Rep. Linden Batemen, R-Idaho Falls, spoke passionately in support of his pro-cursive resolution, HCR 3, before the House voted 68-2 in favor of it this morning. “If we do not teach cursive, the day will come when we will not be able to read cursive handwriting … old documents, inscriptions of any kind. … That will happen. I’m seeing it happen now,” he said. The resolution calls on the State Board of Education to include cursive handwriting in the new “Common Core” standards for what children should learn in school.
“We should not be clones of every other state when it comes to Common Core,” Bateman declared. “We should be able to customize it and make room for cursive. … For example, we might delay the keyboarding in the 3rd grade.” He said, “Ladies and gentlemen, let’s have a renaissance, a rebirth of elegant handwriting. … Let’s not let this elegant art form vanish.”
Rep. Dell Raybould, R-Rexburg, said when he was in school long ago, the focus was on the basics: Reading, writing and arithmetic. “How far we have strayed from those basics,” he said. “Writing is one of the basics.” Last fall, he said, at his potato harvest, he had 47 employees, and 26 were high school seniors. Each had to fill out a W4 form for him. “And I’ll bet a third of them, maybe more, I had to call their mother and find out how to spell their name,” Raybould said. “They couldn’t write. Many of ‘em didn’t write at all , they printed, and I couldn’t read the printing. … I think we need to get our schools back to the idea that that is a basic part of our education, that is something that is required for you to be successful throughout your life.”

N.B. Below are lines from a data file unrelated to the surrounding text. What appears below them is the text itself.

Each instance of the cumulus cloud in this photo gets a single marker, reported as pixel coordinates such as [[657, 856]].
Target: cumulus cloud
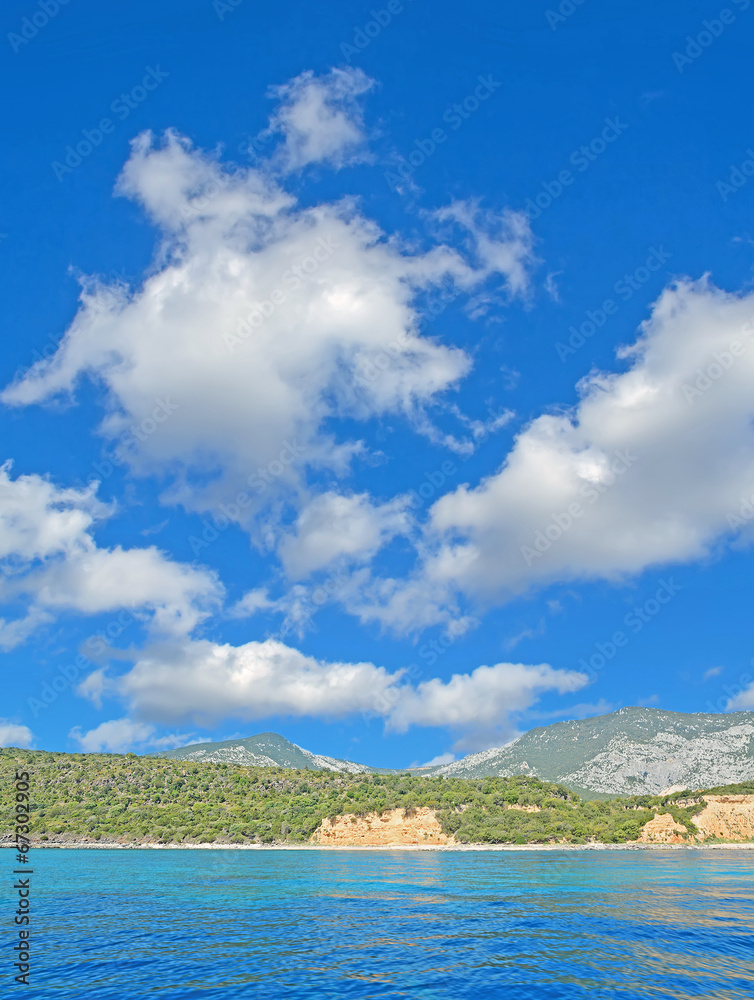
[[480, 704], [321, 119], [333, 527], [120, 735], [204, 682], [260, 324], [654, 466], [14, 735], [743, 701], [50, 562]]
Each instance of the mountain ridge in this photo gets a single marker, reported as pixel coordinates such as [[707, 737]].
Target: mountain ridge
[[631, 751]]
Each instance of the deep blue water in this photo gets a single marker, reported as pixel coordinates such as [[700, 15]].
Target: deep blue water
[[221, 925]]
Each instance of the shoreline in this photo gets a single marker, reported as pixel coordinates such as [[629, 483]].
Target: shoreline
[[445, 848]]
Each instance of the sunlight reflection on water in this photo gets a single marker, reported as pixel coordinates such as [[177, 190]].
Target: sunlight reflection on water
[[223, 925]]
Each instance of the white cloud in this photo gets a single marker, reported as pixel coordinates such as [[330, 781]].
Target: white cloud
[[202, 682], [712, 672], [259, 324], [120, 735], [206, 682], [50, 562], [321, 119], [251, 602], [333, 526], [743, 701], [658, 461], [479, 705], [14, 735]]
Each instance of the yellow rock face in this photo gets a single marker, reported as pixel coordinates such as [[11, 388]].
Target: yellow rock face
[[663, 829], [391, 829], [730, 817]]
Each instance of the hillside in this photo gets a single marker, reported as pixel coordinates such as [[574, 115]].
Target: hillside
[[629, 752], [112, 799]]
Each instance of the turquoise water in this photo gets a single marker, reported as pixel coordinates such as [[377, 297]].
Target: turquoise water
[[221, 925]]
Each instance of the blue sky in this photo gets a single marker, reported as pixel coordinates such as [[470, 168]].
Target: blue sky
[[410, 353]]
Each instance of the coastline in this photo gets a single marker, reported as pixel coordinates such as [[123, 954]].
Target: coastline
[[445, 848]]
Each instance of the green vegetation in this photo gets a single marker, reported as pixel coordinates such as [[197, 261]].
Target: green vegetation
[[132, 799]]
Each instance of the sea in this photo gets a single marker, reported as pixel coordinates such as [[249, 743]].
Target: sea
[[358, 924]]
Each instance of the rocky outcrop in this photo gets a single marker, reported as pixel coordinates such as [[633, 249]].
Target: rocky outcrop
[[727, 817], [634, 751], [663, 829], [392, 828]]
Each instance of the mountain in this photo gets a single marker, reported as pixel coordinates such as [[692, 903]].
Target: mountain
[[633, 751], [264, 750]]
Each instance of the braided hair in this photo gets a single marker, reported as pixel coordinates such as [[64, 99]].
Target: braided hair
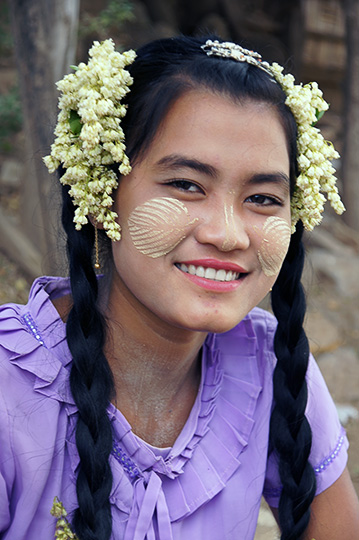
[[163, 71], [91, 384]]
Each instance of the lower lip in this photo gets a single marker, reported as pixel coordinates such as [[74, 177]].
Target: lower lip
[[211, 285]]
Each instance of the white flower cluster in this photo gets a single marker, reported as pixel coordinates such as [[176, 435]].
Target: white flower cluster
[[89, 136], [314, 153]]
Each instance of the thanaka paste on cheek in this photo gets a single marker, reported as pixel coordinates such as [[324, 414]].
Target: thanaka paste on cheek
[[158, 226], [274, 246]]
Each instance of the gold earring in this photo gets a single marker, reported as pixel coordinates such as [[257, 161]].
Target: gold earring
[[97, 261]]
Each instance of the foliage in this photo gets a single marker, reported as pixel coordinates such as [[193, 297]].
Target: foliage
[[115, 14], [10, 116]]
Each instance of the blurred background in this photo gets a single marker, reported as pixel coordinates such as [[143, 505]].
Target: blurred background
[[314, 39]]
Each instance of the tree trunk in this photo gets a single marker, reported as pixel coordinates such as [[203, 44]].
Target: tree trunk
[[45, 39], [351, 129]]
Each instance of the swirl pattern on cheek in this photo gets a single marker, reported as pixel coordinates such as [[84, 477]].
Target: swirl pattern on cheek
[[158, 226], [274, 246]]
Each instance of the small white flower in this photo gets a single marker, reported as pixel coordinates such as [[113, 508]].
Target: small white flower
[[94, 93]]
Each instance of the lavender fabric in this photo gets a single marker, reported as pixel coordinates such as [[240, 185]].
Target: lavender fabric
[[208, 485]]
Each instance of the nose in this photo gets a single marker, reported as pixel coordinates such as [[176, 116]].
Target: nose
[[224, 229]]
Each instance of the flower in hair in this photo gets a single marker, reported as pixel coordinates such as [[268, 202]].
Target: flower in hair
[[89, 136], [63, 530], [316, 173]]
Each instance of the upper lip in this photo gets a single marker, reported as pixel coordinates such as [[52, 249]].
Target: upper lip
[[216, 264]]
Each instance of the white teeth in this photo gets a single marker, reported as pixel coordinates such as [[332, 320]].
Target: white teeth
[[221, 275], [209, 273]]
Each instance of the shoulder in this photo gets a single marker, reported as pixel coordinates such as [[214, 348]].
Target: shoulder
[[30, 337], [255, 333]]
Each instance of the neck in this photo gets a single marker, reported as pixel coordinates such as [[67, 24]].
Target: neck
[[156, 372]]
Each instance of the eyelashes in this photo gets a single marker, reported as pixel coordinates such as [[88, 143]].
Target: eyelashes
[[186, 186]]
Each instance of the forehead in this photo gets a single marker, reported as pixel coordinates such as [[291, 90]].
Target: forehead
[[217, 130]]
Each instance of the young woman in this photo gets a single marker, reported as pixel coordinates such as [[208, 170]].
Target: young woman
[[156, 401]]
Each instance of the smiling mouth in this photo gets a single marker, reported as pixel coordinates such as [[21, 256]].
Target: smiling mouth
[[210, 273]]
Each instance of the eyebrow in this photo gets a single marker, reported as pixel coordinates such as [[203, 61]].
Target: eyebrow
[[177, 161], [275, 178]]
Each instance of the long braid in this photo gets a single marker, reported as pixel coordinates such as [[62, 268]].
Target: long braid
[[91, 385], [290, 431]]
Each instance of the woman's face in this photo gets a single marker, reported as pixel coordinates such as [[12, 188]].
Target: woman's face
[[205, 216]]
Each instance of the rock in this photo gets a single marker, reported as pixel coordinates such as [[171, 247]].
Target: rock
[[341, 373], [322, 334]]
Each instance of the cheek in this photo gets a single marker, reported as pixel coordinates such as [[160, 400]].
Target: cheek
[[274, 245], [158, 226]]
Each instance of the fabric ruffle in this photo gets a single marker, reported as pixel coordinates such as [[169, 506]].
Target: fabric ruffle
[[194, 473], [22, 335]]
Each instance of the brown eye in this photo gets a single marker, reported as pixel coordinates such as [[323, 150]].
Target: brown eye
[[186, 185], [263, 200]]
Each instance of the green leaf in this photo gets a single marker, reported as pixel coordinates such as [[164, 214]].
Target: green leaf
[[75, 123]]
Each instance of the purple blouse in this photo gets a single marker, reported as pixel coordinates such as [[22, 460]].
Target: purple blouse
[[208, 485]]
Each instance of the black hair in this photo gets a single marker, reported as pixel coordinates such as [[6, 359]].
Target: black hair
[[163, 71]]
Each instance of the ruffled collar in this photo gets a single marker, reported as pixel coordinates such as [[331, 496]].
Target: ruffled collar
[[206, 453]]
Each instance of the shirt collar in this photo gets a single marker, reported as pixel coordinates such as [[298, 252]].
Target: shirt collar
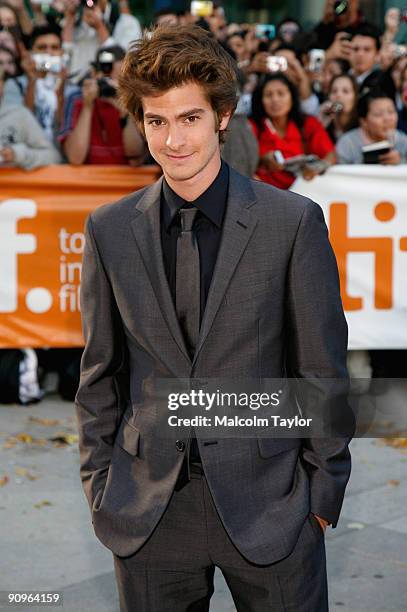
[[212, 202]]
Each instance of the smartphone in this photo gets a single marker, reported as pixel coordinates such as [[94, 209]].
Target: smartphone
[[46, 3], [201, 9], [316, 60], [265, 30], [89, 3], [277, 63]]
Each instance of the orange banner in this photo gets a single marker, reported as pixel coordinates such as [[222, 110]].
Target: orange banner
[[42, 215]]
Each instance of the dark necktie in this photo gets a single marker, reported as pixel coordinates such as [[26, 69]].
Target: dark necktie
[[188, 277]]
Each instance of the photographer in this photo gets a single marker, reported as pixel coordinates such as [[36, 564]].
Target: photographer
[[43, 86], [23, 143], [91, 24], [378, 123], [98, 131], [338, 114]]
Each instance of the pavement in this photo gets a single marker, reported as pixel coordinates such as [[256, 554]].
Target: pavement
[[47, 541]]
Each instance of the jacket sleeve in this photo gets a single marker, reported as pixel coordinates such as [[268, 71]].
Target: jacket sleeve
[[317, 341], [103, 365]]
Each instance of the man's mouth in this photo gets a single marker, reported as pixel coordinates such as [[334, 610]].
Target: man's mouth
[[178, 157]]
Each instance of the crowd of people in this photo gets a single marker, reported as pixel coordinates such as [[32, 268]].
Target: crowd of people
[[323, 94], [335, 94]]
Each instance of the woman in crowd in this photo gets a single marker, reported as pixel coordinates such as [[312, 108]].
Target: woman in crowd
[[378, 122], [97, 131], [279, 125], [8, 63], [402, 123], [331, 68], [339, 112]]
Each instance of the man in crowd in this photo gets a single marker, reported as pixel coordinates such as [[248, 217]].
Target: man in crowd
[[22, 141], [98, 131], [43, 87], [364, 60], [98, 24]]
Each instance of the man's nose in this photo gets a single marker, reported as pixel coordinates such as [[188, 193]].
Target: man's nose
[[175, 137]]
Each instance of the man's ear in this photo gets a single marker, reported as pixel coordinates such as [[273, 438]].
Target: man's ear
[[225, 120]]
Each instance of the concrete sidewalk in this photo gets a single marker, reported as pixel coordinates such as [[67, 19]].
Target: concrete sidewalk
[[47, 542]]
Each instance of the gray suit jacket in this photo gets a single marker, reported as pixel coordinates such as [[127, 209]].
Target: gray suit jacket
[[273, 308]]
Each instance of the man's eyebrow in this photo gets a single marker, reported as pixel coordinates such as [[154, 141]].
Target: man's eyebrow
[[188, 113]]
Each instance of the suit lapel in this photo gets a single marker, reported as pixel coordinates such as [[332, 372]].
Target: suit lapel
[[238, 227], [146, 230]]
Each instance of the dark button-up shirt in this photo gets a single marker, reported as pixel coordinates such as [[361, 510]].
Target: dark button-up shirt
[[207, 228]]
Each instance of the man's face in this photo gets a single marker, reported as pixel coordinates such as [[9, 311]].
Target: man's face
[[381, 119], [363, 55], [180, 129], [7, 63], [49, 43]]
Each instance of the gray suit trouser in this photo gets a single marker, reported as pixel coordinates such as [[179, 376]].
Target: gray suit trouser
[[174, 569]]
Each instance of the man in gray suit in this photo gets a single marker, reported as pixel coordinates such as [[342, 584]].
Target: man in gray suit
[[205, 274]]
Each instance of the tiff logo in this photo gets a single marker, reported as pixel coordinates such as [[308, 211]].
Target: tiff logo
[[380, 247], [13, 244]]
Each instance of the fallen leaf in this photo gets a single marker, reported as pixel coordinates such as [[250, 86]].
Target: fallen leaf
[[47, 422], [64, 438], [23, 437], [396, 442], [45, 502], [10, 443], [24, 472]]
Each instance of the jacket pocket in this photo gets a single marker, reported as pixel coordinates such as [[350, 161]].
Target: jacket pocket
[[246, 294], [268, 447], [128, 438]]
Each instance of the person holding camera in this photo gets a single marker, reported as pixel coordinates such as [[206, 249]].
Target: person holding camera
[[43, 86], [338, 114], [99, 131], [90, 24], [23, 143], [283, 132], [377, 140]]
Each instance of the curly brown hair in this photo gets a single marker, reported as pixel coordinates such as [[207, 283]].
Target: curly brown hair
[[172, 56]]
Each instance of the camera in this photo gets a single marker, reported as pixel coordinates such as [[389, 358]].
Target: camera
[[89, 3], [201, 9], [106, 89], [48, 63], [277, 63], [340, 7], [316, 60], [265, 30], [105, 62]]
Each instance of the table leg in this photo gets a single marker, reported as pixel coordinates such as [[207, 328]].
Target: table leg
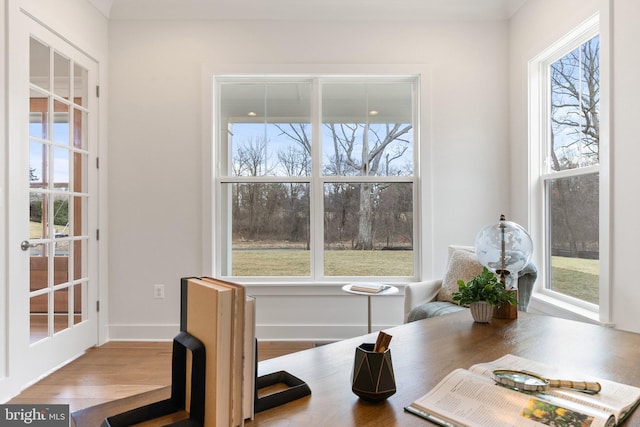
[[369, 312]]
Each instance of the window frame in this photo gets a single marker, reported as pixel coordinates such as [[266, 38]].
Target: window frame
[[316, 180], [545, 299]]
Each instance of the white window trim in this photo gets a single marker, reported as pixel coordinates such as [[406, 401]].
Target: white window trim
[[546, 300], [423, 263]]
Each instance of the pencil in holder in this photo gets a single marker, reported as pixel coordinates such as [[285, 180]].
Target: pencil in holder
[[372, 377]]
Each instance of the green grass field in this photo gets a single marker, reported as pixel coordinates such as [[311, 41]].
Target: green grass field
[[576, 277], [572, 276], [296, 262]]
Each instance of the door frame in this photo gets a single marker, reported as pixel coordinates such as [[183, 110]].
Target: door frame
[[17, 368]]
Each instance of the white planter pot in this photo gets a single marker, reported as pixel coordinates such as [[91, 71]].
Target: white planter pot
[[481, 311]]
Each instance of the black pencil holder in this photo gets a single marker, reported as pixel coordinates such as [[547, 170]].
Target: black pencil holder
[[372, 377]]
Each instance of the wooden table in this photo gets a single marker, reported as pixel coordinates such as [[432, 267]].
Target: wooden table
[[424, 352]]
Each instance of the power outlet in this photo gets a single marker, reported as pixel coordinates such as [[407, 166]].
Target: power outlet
[[158, 291]]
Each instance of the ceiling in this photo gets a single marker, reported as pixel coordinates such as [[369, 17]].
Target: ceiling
[[334, 10]]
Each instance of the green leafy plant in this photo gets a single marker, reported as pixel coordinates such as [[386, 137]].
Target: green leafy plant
[[484, 287]]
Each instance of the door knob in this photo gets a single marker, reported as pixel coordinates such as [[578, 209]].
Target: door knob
[[25, 245]]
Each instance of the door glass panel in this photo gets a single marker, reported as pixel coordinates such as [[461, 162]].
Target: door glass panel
[[79, 216], [39, 262], [61, 168], [38, 210], [60, 267], [38, 160], [61, 309], [79, 294], [80, 85], [60, 216], [39, 319], [60, 123], [79, 271], [38, 114], [39, 64], [79, 129], [61, 75], [80, 172]]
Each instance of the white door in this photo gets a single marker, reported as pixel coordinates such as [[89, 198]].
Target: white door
[[52, 214]]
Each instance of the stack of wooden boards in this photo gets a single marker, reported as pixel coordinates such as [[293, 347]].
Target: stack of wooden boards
[[222, 316]]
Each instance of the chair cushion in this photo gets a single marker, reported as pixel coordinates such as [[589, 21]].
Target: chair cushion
[[432, 309], [463, 265]]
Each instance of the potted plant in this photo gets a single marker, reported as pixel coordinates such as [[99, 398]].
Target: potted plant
[[482, 294]]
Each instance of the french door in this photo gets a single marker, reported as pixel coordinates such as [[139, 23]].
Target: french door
[[53, 202]]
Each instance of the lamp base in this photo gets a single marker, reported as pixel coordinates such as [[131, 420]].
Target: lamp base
[[507, 311]]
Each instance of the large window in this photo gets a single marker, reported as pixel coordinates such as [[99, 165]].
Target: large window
[[569, 200], [315, 177]]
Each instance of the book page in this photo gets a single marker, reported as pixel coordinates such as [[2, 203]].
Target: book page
[[614, 397], [469, 400]]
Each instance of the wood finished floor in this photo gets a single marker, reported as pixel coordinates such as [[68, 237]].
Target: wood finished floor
[[120, 369]]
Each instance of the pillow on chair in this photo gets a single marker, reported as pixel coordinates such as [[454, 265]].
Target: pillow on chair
[[463, 265]]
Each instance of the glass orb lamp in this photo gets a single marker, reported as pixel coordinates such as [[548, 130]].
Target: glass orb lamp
[[504, 248]]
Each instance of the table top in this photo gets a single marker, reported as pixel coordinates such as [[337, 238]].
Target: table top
[[423, 352], [388, 290]]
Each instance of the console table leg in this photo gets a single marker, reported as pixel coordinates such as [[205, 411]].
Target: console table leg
[[369, 313]]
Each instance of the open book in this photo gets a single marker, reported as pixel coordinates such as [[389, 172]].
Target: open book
[[471, 398]]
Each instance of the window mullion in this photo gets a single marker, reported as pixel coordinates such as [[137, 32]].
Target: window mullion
[[317, 200]]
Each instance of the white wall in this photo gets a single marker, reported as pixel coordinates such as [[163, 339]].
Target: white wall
[[156, 138], [536, 26], [625, 152]]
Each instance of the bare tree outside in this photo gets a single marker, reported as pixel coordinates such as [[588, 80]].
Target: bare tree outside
[[574, 145], [272, 210]]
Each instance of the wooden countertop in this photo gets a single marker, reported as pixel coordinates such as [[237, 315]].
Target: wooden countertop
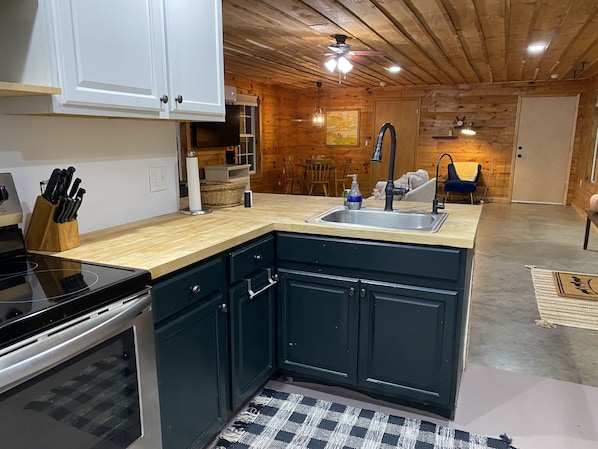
[[169, 242]]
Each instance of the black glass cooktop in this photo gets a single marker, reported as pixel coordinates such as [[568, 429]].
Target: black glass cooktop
[[37, 291]]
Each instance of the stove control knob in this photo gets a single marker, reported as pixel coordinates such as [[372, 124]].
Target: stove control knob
[[3, 193]]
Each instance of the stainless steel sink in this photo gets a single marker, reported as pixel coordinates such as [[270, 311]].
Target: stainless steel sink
[[400, 220]]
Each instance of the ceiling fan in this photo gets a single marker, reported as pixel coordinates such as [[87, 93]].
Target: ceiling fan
[[342, 55]]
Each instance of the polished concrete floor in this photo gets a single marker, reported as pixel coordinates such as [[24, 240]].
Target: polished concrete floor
[[503, 334], [537, 385]]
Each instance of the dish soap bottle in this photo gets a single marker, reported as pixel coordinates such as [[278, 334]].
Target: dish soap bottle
[[354, 197]]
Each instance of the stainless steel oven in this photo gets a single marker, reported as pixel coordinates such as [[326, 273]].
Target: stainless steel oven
[[77, 357]]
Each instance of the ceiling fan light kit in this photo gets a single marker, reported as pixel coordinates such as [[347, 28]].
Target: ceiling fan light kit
[[341, 55]]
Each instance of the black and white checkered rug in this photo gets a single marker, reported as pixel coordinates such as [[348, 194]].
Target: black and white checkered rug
[[277, 420]]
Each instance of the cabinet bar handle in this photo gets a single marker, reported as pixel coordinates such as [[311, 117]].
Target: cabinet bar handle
[[271, 281]]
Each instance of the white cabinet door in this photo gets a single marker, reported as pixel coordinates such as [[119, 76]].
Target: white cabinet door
[[195, 58], [110, 53]]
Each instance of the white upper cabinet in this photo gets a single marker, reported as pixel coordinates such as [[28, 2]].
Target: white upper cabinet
[[194, 55], [134, 58]]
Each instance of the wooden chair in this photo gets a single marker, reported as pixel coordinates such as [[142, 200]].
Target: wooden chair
[[293, 175], [342, 180], [318, 174]]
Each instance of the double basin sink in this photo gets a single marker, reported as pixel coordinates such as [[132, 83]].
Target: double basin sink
[[399, 220]]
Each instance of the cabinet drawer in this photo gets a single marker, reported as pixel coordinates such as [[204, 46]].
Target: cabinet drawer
[[188, 287], [251, 257], [374, 257]]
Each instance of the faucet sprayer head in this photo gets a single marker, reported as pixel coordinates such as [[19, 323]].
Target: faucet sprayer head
[[377, 156]]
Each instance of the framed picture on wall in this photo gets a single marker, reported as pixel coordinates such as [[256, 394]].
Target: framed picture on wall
[[342, 127]]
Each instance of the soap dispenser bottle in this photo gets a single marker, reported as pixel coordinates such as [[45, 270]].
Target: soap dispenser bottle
[[354, 197]]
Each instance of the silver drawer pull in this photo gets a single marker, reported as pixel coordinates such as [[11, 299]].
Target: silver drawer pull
[[271, 281]]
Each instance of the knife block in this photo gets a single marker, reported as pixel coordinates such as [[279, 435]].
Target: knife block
[[44, 234]]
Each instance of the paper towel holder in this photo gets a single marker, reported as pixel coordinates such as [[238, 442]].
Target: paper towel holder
[[187, 210]]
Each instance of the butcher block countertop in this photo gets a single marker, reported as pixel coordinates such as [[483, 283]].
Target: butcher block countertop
[[169, 242]]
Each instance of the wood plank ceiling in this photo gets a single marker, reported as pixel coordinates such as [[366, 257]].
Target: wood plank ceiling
[[433, 41]]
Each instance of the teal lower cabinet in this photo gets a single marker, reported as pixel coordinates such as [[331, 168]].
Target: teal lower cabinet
[[406, 341], [252, 299], [190, 309], [318, 320], [253, 337], [382, 318]]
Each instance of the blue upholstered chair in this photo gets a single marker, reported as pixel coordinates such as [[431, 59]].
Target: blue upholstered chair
[[467, 183]]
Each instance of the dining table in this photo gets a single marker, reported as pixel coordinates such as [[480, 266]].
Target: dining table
[[309, 163]]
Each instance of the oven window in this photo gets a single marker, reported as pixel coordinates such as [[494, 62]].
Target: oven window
[[88, 402]]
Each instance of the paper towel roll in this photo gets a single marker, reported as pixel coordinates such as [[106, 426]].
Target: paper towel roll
[[193, 184]]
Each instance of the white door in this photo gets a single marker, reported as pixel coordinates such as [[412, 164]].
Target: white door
[[111, 53], [543, 149], [195, 58]]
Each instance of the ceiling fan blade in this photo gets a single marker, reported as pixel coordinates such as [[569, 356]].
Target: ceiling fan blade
[[367, 53], [360, 59]]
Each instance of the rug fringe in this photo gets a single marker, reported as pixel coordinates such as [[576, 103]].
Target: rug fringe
[[244, 419]]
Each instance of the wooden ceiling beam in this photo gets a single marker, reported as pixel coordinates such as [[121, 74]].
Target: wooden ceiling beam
[[436, 42]]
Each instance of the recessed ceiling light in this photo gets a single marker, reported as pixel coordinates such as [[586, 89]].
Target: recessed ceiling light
[[536, 48]]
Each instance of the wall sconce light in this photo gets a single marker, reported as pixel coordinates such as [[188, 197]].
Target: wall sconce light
[[468, 130], [318, 116]]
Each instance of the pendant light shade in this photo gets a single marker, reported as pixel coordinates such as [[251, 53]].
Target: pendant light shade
[[318, 117]]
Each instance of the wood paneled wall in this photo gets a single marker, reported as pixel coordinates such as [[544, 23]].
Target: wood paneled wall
[[287, 129]]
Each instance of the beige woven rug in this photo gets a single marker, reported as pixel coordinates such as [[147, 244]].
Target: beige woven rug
[[555, 309]]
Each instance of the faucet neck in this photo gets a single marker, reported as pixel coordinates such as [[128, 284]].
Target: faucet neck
[[435, 205]]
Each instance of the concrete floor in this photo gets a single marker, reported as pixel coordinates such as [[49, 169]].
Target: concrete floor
[[503, 334], [537, 385]]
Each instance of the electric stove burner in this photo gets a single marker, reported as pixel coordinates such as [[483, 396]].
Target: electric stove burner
[[38, 291], [16, 267], [49, 285]]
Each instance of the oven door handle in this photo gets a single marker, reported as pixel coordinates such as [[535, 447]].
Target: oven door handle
[[26, 359]]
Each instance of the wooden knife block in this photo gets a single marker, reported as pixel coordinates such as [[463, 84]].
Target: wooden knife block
[[44, 234]]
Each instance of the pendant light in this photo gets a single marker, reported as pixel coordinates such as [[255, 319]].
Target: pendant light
[[318, 117]]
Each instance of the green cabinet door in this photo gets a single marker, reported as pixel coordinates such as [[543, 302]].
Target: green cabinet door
[[318, 318], [253, 338], [407, 342], [192, 371]]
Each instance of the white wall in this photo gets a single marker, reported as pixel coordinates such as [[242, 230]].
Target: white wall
[[112, 157]]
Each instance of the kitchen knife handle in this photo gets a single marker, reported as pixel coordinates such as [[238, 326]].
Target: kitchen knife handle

Rep. Grant Burgoyne, D-Boise, said, “I do think there is a bigger principle here, and that is the degree to which the Legislature should be involved in setting the curriculum for our schools.” He said he’d support the bill today because Bateman said it’s backed by state Superintendent of Schools Tom Luna. But, he said, “I feel that we need to be very careful about turning curriculum issues into a matter of legislative debate.” The only no votes came from Reps. John Rusche, D-Lewiston, and Holli Woodings, D-Boise. The resolution now moves to the Senate.